Sans le dire, la commandante Esther disait que le Mexique n’avait pas de futur sans ses Indiens et que, d’une façon ou d’une autre, c’était la dernière chance pour refermer cette blessure ouverte dans le corps de la nation, de manière plus ou moins pacifique. Si avant l’arrivée de l’EZLN à l’Assemblée nationale la société était divisée à 50 %, après la participation des commandants et des commandantes et des représentants des peuples indiens organisés autour du CNI cette proportion changea de manière draconienne ; la majorité de la société répondit avec une grande émotion en faveur des peuples indiens. Les coûts politiques que devront payer les partis qui s’opposeront à la Loi des droits et culture indigènes seront majeurs.

Une indigène mexicaine, pauvre, zapatiste, mais surtout femme, avec son discours et sa présence a gagné la bataille des symboles, et il ne faut pas oublier que souvent c’est une bataille centrale des peuples en route vers leur émancipation. Depuis la « plus haute tribune de la nation », les yeux noirs de l’histoire du Mexique, de cette histoire faite de rébellions, de révoltes et de révolutions, parlèrent les yeux noirs dont nous parlent les poètes, les yeux noirs de Cajeme, de Canek, de Vicente Guerrero, de Morelos, d’Emiliano Zapata, de Jaramillo et des millions qui tout au long de 500 ans ont fait plus de trois cent cinquante rébellions et trois révolutions. Ces yeux noirs ferment la voie à un futur qui refuse de les inclure en les acceptant tels qu’ils sont : pauvres, indigènes ou pas, femmes, zapatistes, rebelles.

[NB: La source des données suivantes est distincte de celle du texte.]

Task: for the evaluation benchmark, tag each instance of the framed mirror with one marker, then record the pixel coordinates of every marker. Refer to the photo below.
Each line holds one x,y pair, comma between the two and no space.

A l’extérieur de l’Assemblée nationale, Marcos et des citoyens solidaires attendaient la sortie du commandement de l’EZLN et du CNI. Puis, dans un meeting improvisé, très émouvant, il fit ses adieux : « Merci, Mexico, nous partons, vraiment ». Et les gens répondirent presque en suppliant : « Non ! » Une jeune femme dit : « Et que deviendrons-nous sans les zapatistes ? » Déjà, quelques jours auparavant, le commandant Zebedeo avait répondu à cette question : « Nous partons mais nous ne partons pas ».

Retour avec gloire

« Quand l’histoire dort, elle parle en rêvant : sur le front du peuple endormi le poème est une constellation de sang. Quand l’histoire se réveille, l’image se convertit en acte, le poème fait son apparition ; la poésie entre en action. Elle mérite ce dont tu rêves ». (Octavio Paz, Vers le Poème)

Les zapatistes atteignirent leur objectif : parler avec le peuple du Mexique. Montrer non seulement qu’ils n’ont pas étés oubliés mais aussi qu’ils sont présents dans les discussions et les débats sur la construction d’un Mexique démocratique. Montrer qu’ils sont l’autre légitimité, la légitimité indigène, celle des pauvres du Mexique, celle qui ne fut pas défaite par la voie électorale, celle qui n’a pas tout parié pour une élection, celle qui ne s’est pas vendue à un système corrompu, celle de ceux qui, sans se dire ouvertement socialistes, représentent l’esprit original du socialisme avant qu’il ne soit perverti par les socialistes de marché et les socialistes d’État (deux aberrations théoriques et pratiques incompatibles avec le socialisme). La légitimité de ceux de tout en bas qui rêvent de changer le monde et méritent ce changement.

PS. Certains se demandent ce qui suivra. Patience, le zapatisme « se penche, avance, recule, fait un détour, et arrive toujours ».

Sergio Rodríguez Lascano, ancien dirigeant du Parti révolutionnaire des travailleurs (PRT, section mexicaine de la IVe Internationale qui a éclaté au début des années 1990) milite dans le Front zapatiste de libération nationale. Cet article a été rédigé pour la revue espagnole Viento Sur n° 56, de mai 2001. Il fut rédigé avant que le projet de loi sur les droits et culture indigènes ne soit modifié par le Sénat et adopté à l’Assemblée nationale par les députés du PAN, du PRI et du PVEM (fin avril). Le CNI puis l’EZLN ont rejeté ce texte qui réduit l’autonomie indigène à sa plus simple expression. De leur côté, la ministre des questions indigènes, Xóchitl Gálvez, le nouveau gouverneur du Chiapas, Pablo Salazar, et le PRD, déclaraient que la loi adoptée était bien en deçà des attentes des peuples indigènes du pays. L’EZLN a décidé de rompre les négociations avec le gouvernement tout en responsabilisant les sénateurs et les députés du sabotage du processus de paix et a déclaré qu’elle continuera la lutte.